第14話 『前哨戦』-1
第14話 『前哨戦』
HR前に、職員は一度集まって打ち合わせをする。 内容は、諸連絡に諸注意、提出物に期限決め、時間割変更と雑多諸々だ。 今朝の打ち合わせには2点あった。
『体育祭備品予備生徒を、各クラスより1名ずつ供出。 得点板予備、1組から。 来賓用椅子予備、2組から。 放送ケーブル予備、3組から』
『予備生徒選出のため、臨時学年集会を開く。 時間割変更40✕5コマ、0時限をつくり、集会にあてる。 HR後すぐに体育館集合』
例年、予備備品の供出なんて聞いたことが無い。 何でも、風紀委員から『得点板予備』の申し出があって、1クラスから予備生徒を供出すればクラス間に不平等が生じる。 ゆえに急遽必要性が高そうな備品につき、1名ずつ予備品目に生徒を中(あ)てることになったそうだ。
打ち合わせを終えて真っ先に浮かんだ感情は、不審。 得点板が必要なら、1・2・3組用に1人ずつ選出すればいいのに、なぜ1組が得点板で、2組が椅子、3組がケーブルなんだろう? そもそも放送設備に断線が起きるなんて有り得ないし、1クラスが3桁得点する可能性なんて更に有り得ない。 その点、2組の『来賓用椅子』であれば、来賓が増えればいくらでも出番があるわけで。 形式的に選考する1、3組と比べて、2組は徴用される蓋然性が高いと思う。 なんで2組だけ……と思うのは禁句なのだが、とにかく、学年主任でもある1組担任からの指示なので、従うしかないわけだけど……どうにも違和感が拭えなかった。

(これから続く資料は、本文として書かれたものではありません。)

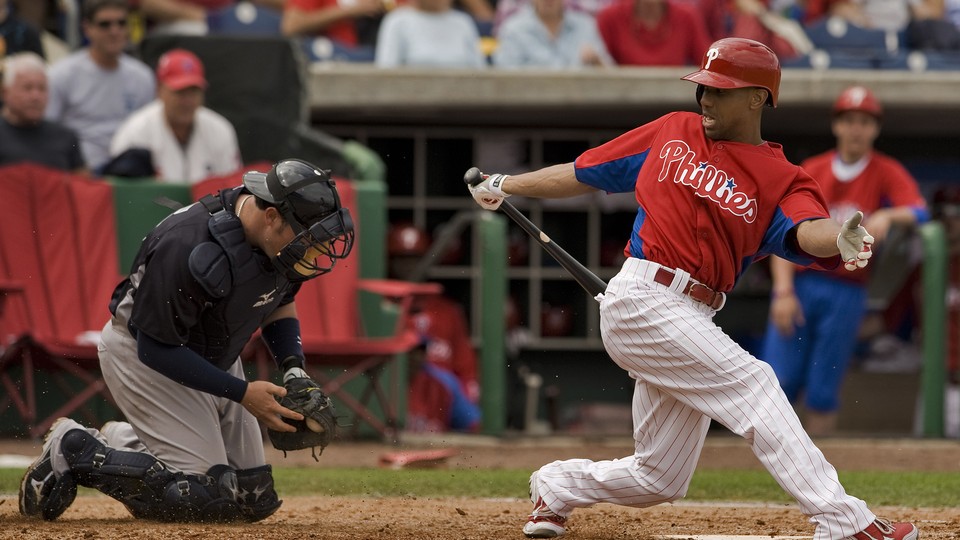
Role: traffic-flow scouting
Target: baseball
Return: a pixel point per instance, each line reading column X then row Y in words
column 314, row 426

教室に向かう道すがら、一緒に歩いていた3組担任が教えてくれた。 なんと、今年は来賓に官庁から殿方が派遣されるらしい。 殿方に接触するまたとない機会であり、ゆえに例年より手厚い対応が必要になる。
『貴重な機会を2組に振って貰えるなんて、羨ましいなぁ』
そう語る3組担任の言葉は、私にはどうにも白々しく聴こえた。 徴用された生徒は、当然自分が出場するハズだった競技に出ることはできない。 クラス対抗にしろ個別競技にしろ、明らかな戦力ダウンだ。 3組担任は、
『2組は退学者がいないから、在籍者が一番多いでしょう。 こういう機会は譲ってあげるから、負担は公平にしなくちゃねぇ』
と言うが、現状私のクラスが35人揃っているのは、たまたま学級経営が上手くいった結果に過ぎない。 誰よりも補習を出した自負があり、一つ目算が狂えば在籍数が最も少ないクラスになっていた。 それを、生徒が頑張って乗り越えて今があるわけで、たまたま人数が多いように言われるのは心外だ。 けど、私は内心を表明するほど愚かじゃない。 そもそも主任の決定は絶対だ。
HR。 時間割変更と臨時集会の開催を告げ、生徒を体育館に急がせる。
私なりに最短で追いやったつもりだったが、体育館に着いた時点で1・3組とも全員が揃っていた。 どうやってこんな早く集まれたんだろう? HR開始以前に集会を知っていないと、こうも素早くは動けないはずだ。 ということは、1・3組は事前に知らされていたんだろうか。 決して少なくない頻度で、学年全体に知らされるべき情報が2組だけ遅れて知らされることが――時には最後まで知らされないことすら――ある。 今回もその類だろうか。
「お待たせしました」
集会隊形を指揮している1組担任に会釈する。
「いえ、2組さんが遅いのはいつもの事ですから。 お気になさらず」
「……申し訳ありません」
予鈴に間に合っているので謝罪するいわれはないが、皮肉っぽく後ろ指を指されては頭を下げないわけにもいかない。 3クラス揃ったところで、改めて生徒に1組担任が集会の意図を説明した。
「学年でコンテストを開き、貴方たちから優秀な3名を選びます。 3名には、来る行事で備品になるという、名誉な機会があるかもしれませんね。 素晴らしいことです。 ついては、1組は得点板候補になるため、体文字コンテスト。 2組は人間椅子コンテスト。 3組は放送設備補助として、ケーブルコンテストを実施します」
シーン。 少しでも動けば叱責されることが身に沁みており、1組担任が前に出た時は全体に緊張感がある。